On July 4, 1991, the SMC and UCPB Groups filed a Joint Manifestation of Implementation of
Compromise Agreement and of Withdrawal of Petition therein stating that they have
implemented the Compromise Agreement with the conditions set by the PCGG and, accordingly,
withdrawing their Joint Petition. The PCGG, for its part, manifested that it has no objection to
the action thus taken by the SMC and UCPB Groups.
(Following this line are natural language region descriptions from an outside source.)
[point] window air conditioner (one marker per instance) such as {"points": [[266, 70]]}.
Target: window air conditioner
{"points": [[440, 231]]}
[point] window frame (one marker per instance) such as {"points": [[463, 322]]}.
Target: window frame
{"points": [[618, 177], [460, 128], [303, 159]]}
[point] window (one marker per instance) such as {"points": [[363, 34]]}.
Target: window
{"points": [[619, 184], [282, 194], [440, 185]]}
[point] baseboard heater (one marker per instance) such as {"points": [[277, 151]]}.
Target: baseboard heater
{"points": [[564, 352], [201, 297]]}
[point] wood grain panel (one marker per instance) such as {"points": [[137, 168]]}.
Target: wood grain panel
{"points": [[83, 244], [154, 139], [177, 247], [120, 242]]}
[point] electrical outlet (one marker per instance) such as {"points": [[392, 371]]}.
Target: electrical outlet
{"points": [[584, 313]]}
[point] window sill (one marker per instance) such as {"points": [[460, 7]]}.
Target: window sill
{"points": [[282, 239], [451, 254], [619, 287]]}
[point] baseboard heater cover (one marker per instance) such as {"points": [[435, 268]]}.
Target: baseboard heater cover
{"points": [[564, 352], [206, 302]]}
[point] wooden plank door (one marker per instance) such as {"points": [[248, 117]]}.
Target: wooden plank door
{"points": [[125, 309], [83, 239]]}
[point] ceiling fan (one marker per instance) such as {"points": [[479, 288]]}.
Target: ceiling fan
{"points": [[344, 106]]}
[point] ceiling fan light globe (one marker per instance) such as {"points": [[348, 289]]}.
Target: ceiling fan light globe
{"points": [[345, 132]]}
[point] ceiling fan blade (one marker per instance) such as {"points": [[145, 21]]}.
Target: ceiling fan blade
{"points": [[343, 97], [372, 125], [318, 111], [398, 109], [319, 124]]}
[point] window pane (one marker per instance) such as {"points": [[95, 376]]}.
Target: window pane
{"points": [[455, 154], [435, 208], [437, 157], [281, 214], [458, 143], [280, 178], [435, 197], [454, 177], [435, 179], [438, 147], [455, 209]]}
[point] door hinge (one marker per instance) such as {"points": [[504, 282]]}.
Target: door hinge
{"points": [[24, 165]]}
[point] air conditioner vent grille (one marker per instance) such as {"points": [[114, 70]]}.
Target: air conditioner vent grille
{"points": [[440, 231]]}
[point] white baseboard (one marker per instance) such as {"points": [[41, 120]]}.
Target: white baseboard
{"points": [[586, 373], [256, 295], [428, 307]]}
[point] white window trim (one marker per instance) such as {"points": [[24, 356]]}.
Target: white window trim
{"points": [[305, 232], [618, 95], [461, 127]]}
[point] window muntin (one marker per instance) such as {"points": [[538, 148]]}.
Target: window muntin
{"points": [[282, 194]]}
COCOFED, et al. and Cojuangco filed their respective motions, both dated July 4, 1991, to
nullify the implementation of the Compromise Agreement. Acting on the Joint Manifestation of
Implementation of Compromise Agreement and of Withdrawal of Petition, the Sandiganbayan on
July 5, 1991 noted the same.
LEGAL ISSUE:

Whether or not the absence of approval of the Compromised Agreement by the Sandiganbayan
prevents PCGG from recognizing the agreement?

RULING:

To sway this Court, the Republic relies on the fact that the Compromise Agreement between
SMC and the CIIF Companies ratifYing the sale of the first installment shares had been
submitted but has not been approved by the Sandiganbayan. But note, neither has the
Compromise Agreement been disapproved by that or this Court. Nowhere in San Miguel
Corporation v. Sandiganbayan did the Court rule on the validity of the Compromise Agreement,
much less "indirectly [deny] approval of the Compromise Agreement,"since it was not the issue
presented for the Court's resolution.

The absence of an explicit approval of the Compromise Agreement by the Sandiganbayan,


however, did not and does not preclude the PCGG from recognizing the agreement. In fact, the
PCGG exercised ownership over the arbitration shares by asking, through the OSG, for the
conversion of the PCGG shares into preferred shares per a Motion dated September 30, 2009.
More importantly, it retained ownership of the said arbitration fee shares from 1991 up to the
present. Undoubtedly, the Republic, through the PCGG, implicitly recognized the validity of the
Compromise Agreement.

Per this Court's January 2012 Decision, beneficial ownership of the shares pertains to the
Republic. But as things stood, the Republic was actually involved in the Compromise Agreement
and its implementation.

It is not lost on this Court that the PCGG, the government's primary representative in
sequestration proceedings, virtually gave its consent to SMC's continuous possession of the
25.45 million shares by approving the Compromise Agreement on which SMC predicates its
claim over the shares and continuing its possession of the so-called "arbitration fee" shares that
came out of the same Compromise Agreement.

Therefore, the Republic of the Philippines' Manifestation and Omnibus Motion dated October 12,
2012 is DENIED without prejudice to the right of respondent Republic to institute the
appropriate action or proceeding where SMC's alleged right over the 25.45 million SMC treasury
shares will be determined and finally resolved.